Lauren Nicole Platt (born 7 October 1997) is an English former television presenter, singer and actress. After finishing in fourth place in the eleventh series of The X Factor, she presented the CBBC talent series Got What It Takes? from 2016 to 2018. Following the series, Platt appeared in various stage productions including Jack and the Beanstalk, Beauty and the Beast and Sleeping Beauty.

==Early life==
Lauren Nicole Platt was born on 7 October 1997 in Billericay, Essex, but spent ten years living in Spain. In 2010, she auditioned for the role of Louise Mitchell on EastEnders, but lost out to Brittany Papple. In 2011, she was the runner-up of local talent contest the Essex Factor and in 2012, competed in Open Mic UK. Platt attended the Billericay School, a comprehensive school in her hometown, where she sat her GCSEs.

==Career==
Platt auditioned for The X Factor in 2014 and became the youngest solo contestant to reach the live finals. With the eliminations of Stephanie Nala and Chloe Jasmine in week two and Lola Saunders in week four, Platt became Cheryl's last remaining act in the competition. In the quarter-final, Platt was in the bottom two with Stereo Kicks, but advanced to the semi-final after Cowell sent the result to the deadlock and Stereo Kicks were eliminated as the act with the fewest public votes. However, in the semi-final, Platt was in the bottom two with Andrea Faustini and was eliminated with only her mentor voting to send Platt through to the final, finishing in fourth place. After the series finished, voting statistics revealed that Platt had received more votes than Faustini. This meant that if there was not a Final Showdown, or if Walsh or Cowell voted to send Platt through to the final and the result to deadlock, Platt would've advanced to the final and Faustini would've been eliminated.

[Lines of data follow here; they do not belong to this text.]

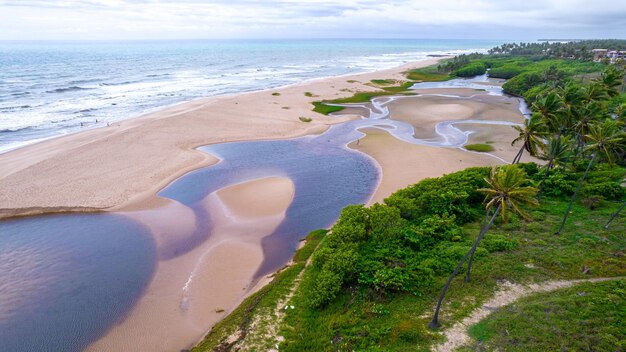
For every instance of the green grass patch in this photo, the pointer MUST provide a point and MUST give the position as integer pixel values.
(383, 82)
(586, 317)
(479, 147)
(262, 302)
(364, 318)
(324, 109)
(428, 74)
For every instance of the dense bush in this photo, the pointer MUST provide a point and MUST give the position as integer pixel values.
(519, 84)
(453, 194)
(506, 71)
(471, 70)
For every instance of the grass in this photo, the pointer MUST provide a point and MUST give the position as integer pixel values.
(483, 148)
(428, 74)
(586, 317)
(261, 304)
(383, 82)
(361, 319)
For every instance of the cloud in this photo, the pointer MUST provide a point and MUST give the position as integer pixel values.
(151, 19)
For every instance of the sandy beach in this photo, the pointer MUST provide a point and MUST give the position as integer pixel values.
(192, 292)
(125, 164)
(121, 167)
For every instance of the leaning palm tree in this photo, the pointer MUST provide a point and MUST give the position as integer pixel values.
(604, 139)
(506, 193)
(611, 79)
(556, 152)
(531, 134)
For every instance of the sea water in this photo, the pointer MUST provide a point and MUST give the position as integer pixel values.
(49, 89)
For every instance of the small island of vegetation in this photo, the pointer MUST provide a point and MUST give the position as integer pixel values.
(384, 278)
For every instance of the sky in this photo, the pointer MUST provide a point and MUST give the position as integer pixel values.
(224, 19)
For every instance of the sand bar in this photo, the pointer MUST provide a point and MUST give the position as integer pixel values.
(125, 164)
(192, 292)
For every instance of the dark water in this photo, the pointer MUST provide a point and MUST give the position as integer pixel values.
(326, 176)
(64, 279)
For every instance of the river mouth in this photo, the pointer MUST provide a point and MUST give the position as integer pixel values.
(75, 287)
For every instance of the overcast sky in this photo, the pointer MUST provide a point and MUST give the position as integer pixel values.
(190, 19)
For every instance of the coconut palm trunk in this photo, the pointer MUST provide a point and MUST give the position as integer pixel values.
(518, 156)
(571, 202)
(545, 176)
(435, 322)
(615, 215)
(471, 260)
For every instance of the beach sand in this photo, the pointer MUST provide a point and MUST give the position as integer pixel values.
(404, 164)
(122, 166)
(192, 292)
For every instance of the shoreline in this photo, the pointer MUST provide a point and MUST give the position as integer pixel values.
(35, 164)
(261, 110)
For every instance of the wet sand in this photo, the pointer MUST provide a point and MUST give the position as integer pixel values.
(124, 165)
(178, 308)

The X Factor performances and results (2014)
| Stage | Song | Theme | Result |
| Room audition | "I Know Where I've Been" | Free choice | Through to arena |
| Arena audition | "How Will I Know" | Free choice | Through to bootcamp |
| Six-chair challenge (bootcamp) | "Man in the Mirror" | Free choice | Through to judges' houses |
| Judges'houses | "Beneath Your Beautiful" | Free choice | Through to live shows |
| Live week 1 | "Happy" | Number ones | Safe (2nd) – 10.4% |
| Live week 2 | "Flashdance... What a Feeling" | 80's night | Safe (2nd) – 12.7% |
| Live week 3 | "Let It Go" | Saturday night at the movies | Safe (2nd) – 11.8% |
| Live week 4 | "Dark Horse" | Fright night (Halloween) | Safe (4th) 11.0% |
| Live week 5 | "I'll Be There" | Michael Jackson vs. Queen | Safe (3rd) – 13.1% |
| Live week 6 | "Smile" | Big band | Safe (3rd) – 13.2% |
| Live week 7 | "How Will I Know" | Whitney Houston vs. Elton John | Safe (3rd) 16.0% |
| Quarter-Final | "Clarity" | Song chosen by Little Mix | Bottom two (4th) – 17.8% |
| "Don't You Worry Child" | Song chosen by the public |
| "I Know Where I've Been" | Free choice | Safe (deadlock) |
| Semi-Final | "Stay Another Day" | Christmas songs | Bottom two (3rd) – 20.1% |
| "Story of My Life" | Songs to get you to the final |
| "There You'll Be" | Free choice | Eliminated (fourth place) |

Following the conclusion of The X Factor, she toured across the UK and Ireland with a number of the contestants as part of The X Factor Live Tour. Whilst appearing on Good Morning Britain, she revealed that she was ill for a lot of her tenure on the series, as well as its accompanying tour. The illness affected her voice and inspired her to pursue other ventures, including a YouTube channel revolving around beauty, lifestyle and fashion. The YouTube channel was noticed by casting agents at CBBC, who contracted her as the presenter of their new talent series Got What It Takes? in 2016. She presented the series until 2018, when Anna Maynard took over the role. Later in 2018, Platt portrayed the role of Jack in a stage production of Jack and the Beanstalk. In 2019, she portrayed Belle in a production of Beauty and the Beast. Later that year, Platt appeared as Aurora in a production of Sleeping Beauty.